The hub for EleutherAI's work on interpretability and learning dynamics
Apache License 2.0
2.16k stars 156 forks source link

Details about "EleutherAI/pythia-160m-seed*" models #142

Closed IanMagnusson closed 7 months ago

IanMagnusson commented 7 months ago

Hello! Thank you for making this fantastic suite of models; I think this is one of the most important contributions to the research community in recent memory.

I have a question about the training details of the EleutherAI/pythia-160m-seed* models that are hosted on HF hub, and hopefully this might be a good place to ask. I'm curious specifically what the seeds that differ between these models and also presumably the EleutherAI/pythia-160m model control. Do they control both the weight initialization and the training data shuffle order? Or perhaps only one or the other? It seems these were released after the paper, since the paper says there are no experiments over different seeds.

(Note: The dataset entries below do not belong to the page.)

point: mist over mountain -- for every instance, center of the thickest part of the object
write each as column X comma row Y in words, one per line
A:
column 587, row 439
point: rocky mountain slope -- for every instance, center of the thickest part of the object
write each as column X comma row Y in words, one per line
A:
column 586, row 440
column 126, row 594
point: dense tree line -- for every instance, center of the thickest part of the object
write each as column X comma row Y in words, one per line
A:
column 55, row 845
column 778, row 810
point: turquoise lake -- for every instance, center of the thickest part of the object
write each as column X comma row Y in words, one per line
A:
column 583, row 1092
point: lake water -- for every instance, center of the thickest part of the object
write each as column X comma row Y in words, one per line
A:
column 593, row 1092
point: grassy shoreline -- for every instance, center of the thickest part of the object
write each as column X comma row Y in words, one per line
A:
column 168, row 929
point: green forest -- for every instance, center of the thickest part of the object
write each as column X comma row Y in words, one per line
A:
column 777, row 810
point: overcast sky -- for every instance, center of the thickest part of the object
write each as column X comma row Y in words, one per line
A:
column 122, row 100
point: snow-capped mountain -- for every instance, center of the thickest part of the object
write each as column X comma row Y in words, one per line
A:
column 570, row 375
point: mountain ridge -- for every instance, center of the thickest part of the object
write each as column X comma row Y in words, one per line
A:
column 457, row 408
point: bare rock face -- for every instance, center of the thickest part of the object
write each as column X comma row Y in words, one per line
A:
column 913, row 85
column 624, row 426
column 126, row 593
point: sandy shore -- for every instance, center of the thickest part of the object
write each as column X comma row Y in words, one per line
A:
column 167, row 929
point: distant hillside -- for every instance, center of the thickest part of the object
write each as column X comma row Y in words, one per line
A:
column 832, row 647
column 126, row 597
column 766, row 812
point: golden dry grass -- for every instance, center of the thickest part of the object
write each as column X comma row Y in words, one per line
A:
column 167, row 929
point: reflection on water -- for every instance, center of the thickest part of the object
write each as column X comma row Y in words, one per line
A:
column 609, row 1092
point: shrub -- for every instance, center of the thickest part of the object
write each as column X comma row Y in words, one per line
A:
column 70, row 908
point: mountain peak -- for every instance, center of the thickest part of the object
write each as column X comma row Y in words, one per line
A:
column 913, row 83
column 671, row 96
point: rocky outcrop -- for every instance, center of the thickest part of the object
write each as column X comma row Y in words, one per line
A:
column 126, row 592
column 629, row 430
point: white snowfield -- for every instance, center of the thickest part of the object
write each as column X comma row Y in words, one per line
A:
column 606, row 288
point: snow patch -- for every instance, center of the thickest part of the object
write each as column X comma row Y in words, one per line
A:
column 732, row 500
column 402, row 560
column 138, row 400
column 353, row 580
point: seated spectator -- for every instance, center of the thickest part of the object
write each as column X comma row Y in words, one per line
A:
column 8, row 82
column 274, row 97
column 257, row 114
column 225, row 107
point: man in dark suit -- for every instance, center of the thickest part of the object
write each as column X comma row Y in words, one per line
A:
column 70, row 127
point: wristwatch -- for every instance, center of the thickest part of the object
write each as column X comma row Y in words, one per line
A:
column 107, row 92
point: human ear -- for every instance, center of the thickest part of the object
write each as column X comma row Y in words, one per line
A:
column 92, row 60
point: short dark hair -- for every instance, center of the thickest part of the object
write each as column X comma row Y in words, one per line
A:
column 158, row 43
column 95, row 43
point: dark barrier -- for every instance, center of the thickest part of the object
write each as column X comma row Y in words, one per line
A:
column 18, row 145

Thank you so much for any clarification you can offer!

haileyschoelkopf commented 7 months ago

Hi! These vary both in training data shuffle and weight initialization. We did indeed train them after the paper--a couple 160m models a while ago, and quite a few new seeds more recently for some work-in-progress work.

(Maybe @oskarvanderwal can confirm re: the recent ones!)

IanMagnusson commented 7 months ago

Fantastic! Thank you so much for the quick clarification

oskarvanderwal commented 6 months ago

We are planning on releasing more Pythia models for different seeds for the smaller models. As @haileyschoelkopf mentioned, the seed is used for both the data and the weights for the new ones as well. Once we've trained all the models, I'll make sure to add more information in the README!